Çiçeği burnunda yeni Merkez Hakem Kurulu, göreve gelir gelmez “Pimi çekilmiş bombayı” kucağında buldu. Hakemliği bitirilecekler, FIFA kokartı alınacaklar, klasman düşürülecekler, uzun süre maç verilmeyecekler, çarşaf liste halinde MHK’nın önüne koyuldu. Şaşkına dönüp, ne yapacağını bilemeyen Merkez Hakem Kurulu içinse, soru işaretleri çoğalmaya başladı. Acaba Ferhat Gündoğdu, kendisine yapılan dayatmalar karşısında dik durup camianın haklarını koruyabilecek mi? Yoksa TFF’nin bir memuru gibi mi çalışacak? MHK şunu unutmamalı ki, göreve boynu bükük başlayanlar, o kafayı bir daha kaldıramazlar. Ferhat kardeşime göreve geldiği zaman, gerek bu sütunlardan, gerekse de birebir konuşmalarımda özellikle federasyonla ilişkiler konusunda bazı tavsiyelerde bulunmuştum. Kendisinin de geçmişteki başarılı ve prensipli iş hayatından dolayı burada da başarılı olacağını ümit ettiğimi belirtmiştim.

Ancak, yaşadığımız olaylar, tereddütler oluşturmaya başladı. Şimdi soruyorum? Bir seminere davet listesini dahi kendi iradesiyle yapamayan Merkez Hakem Kurulu, maçlara hakem atamalarını nasıl yapıyor acaba?

Sevgili Ferhat, sen de hakemliği kendi iradesi dışında bırakmak zorunda kalanlardan birisin.
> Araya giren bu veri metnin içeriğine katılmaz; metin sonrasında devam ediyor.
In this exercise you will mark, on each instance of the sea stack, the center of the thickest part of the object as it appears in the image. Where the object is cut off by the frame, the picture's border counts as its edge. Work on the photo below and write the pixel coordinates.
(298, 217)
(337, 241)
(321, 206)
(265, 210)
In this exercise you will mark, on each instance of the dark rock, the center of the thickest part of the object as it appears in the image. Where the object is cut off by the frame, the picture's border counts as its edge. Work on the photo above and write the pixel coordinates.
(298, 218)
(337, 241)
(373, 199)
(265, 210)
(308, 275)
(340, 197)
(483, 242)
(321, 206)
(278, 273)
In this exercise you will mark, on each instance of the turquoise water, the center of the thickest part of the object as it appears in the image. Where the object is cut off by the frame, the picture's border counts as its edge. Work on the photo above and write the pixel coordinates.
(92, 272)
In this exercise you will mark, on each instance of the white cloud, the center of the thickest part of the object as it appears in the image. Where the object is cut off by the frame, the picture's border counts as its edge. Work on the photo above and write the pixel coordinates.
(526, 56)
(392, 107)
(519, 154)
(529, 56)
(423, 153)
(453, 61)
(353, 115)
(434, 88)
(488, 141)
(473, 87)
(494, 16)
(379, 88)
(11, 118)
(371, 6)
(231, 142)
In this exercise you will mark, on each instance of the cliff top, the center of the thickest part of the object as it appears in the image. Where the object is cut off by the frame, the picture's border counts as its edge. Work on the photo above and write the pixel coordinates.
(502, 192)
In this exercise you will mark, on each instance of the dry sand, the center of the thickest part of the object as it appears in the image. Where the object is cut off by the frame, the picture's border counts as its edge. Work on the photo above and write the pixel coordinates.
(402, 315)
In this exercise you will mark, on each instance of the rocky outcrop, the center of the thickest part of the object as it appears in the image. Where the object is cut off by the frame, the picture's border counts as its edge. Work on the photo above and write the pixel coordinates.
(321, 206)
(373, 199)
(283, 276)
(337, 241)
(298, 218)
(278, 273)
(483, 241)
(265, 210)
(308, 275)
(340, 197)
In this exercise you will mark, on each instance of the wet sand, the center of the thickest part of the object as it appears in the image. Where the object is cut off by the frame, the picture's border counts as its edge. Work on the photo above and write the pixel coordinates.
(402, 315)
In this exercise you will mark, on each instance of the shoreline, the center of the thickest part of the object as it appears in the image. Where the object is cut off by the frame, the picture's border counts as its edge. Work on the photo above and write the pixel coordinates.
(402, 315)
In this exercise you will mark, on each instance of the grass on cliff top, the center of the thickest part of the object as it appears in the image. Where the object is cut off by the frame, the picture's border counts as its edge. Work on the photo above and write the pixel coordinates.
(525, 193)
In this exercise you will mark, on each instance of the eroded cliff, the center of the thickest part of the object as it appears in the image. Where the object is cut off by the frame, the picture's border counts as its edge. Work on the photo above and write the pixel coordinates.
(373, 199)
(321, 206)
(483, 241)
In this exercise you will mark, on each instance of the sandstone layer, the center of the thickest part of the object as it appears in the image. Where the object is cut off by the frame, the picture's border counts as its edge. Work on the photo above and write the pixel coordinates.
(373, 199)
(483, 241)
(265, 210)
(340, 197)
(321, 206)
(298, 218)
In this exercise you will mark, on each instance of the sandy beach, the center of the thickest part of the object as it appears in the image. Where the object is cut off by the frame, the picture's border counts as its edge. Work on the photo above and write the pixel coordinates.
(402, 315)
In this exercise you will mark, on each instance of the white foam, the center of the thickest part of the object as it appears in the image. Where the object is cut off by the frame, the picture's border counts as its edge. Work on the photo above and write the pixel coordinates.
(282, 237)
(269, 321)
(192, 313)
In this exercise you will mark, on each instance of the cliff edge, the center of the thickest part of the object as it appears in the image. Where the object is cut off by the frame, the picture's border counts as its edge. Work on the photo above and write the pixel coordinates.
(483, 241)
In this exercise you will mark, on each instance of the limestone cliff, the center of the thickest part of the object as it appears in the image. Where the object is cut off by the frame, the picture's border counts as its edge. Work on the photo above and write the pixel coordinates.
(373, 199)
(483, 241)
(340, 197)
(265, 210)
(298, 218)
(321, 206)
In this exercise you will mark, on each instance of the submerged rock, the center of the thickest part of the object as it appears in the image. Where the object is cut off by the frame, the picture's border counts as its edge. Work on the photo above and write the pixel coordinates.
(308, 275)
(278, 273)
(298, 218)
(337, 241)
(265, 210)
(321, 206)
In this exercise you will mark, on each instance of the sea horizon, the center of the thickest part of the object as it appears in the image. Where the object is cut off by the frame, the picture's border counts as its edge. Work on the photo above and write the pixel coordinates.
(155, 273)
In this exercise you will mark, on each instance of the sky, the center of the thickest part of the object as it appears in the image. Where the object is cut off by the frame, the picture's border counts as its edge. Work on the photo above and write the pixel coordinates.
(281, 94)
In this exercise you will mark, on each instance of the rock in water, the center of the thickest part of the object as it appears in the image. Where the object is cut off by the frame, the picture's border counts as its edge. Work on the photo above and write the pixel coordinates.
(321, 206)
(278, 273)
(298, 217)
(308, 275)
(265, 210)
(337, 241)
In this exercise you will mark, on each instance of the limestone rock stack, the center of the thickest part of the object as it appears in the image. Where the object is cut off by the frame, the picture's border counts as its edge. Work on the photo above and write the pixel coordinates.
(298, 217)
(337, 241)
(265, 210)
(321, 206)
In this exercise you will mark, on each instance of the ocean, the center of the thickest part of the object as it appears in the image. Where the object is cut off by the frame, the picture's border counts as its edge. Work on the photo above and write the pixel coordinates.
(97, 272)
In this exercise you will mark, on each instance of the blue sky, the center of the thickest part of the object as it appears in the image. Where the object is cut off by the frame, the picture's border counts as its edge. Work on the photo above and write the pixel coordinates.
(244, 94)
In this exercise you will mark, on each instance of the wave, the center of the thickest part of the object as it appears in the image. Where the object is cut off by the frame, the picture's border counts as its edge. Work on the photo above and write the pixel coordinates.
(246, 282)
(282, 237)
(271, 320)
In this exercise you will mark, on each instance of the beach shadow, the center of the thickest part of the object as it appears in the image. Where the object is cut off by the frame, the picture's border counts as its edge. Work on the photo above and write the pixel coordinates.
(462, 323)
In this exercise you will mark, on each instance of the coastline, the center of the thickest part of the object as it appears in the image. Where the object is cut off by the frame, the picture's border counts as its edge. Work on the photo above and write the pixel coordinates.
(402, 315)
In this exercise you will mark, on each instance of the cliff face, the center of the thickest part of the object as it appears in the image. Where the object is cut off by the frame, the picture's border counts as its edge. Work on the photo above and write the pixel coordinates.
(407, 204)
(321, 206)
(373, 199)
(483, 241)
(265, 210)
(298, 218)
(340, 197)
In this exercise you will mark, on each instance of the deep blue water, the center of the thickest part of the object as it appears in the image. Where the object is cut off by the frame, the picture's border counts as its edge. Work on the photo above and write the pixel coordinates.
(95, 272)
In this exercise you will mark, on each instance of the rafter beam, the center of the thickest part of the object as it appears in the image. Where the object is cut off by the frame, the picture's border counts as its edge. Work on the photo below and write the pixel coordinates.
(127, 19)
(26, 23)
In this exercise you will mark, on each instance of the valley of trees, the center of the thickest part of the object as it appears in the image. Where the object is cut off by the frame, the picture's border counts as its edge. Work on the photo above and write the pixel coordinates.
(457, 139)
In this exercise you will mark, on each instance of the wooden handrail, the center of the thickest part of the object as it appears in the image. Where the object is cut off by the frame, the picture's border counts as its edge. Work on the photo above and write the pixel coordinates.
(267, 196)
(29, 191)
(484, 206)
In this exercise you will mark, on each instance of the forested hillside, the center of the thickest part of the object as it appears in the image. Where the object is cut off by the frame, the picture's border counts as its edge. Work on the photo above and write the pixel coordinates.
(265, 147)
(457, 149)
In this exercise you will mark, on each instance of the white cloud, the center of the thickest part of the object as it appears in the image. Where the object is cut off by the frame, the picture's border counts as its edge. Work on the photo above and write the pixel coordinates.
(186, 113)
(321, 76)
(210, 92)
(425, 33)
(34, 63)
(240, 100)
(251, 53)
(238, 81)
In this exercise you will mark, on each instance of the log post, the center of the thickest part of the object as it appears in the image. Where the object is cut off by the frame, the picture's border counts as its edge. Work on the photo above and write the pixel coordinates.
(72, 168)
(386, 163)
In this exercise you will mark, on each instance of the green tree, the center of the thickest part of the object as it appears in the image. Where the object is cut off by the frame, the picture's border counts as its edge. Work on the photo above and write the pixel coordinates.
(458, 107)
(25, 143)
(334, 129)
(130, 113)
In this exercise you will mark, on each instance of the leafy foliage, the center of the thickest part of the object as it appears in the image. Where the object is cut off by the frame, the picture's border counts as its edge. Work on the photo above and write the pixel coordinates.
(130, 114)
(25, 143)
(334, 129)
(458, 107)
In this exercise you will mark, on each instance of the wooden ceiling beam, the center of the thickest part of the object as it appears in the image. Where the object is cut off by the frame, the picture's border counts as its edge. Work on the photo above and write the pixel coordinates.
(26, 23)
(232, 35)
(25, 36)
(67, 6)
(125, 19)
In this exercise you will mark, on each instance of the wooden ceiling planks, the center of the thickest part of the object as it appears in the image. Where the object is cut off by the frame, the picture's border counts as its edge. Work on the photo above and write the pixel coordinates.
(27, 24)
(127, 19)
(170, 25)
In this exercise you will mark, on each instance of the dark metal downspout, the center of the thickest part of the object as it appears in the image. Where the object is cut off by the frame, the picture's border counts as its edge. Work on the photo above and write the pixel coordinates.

Bunun acısını en iyi bilenlerdensin. O günlerde yaşadıklarını düşün. Kelle vererek o koltukta oturacaksan, kısa sürede tarihin sayfalarına kara harflerle gömüleceğini de tahmin ediyorsundur herhalde.

MHK, ortalıkta dolanan ve prim yapan bu linç kültürüne derhal son verdirmelidir. FIFA ve UEFA, ülkelerdeki hakem kurullarının bağımsız çalışmalarını özellikle istemekte ve takip etmektedir.

Ülkemiz, UEFA hakem konvansiyonuna dahil olduğu için, bizdeki hakemlikle ilgili gelişmelerde özellikle yakından takip ediliyor. Eğer böyle devam ederse, dünyada ve Avrupa’da örnekleri olduğu gibi, bize de UEFA’dan bir müdahale gelmesi yakındır. Bu tür yaptırımları ve örneklerini, MHK’nın, TFF’deki en büyük yardımcısı olan UEFA yönetim kurulu üyesi temsilcimiz Sayın Servet Yardımcı gayet iyi bilir.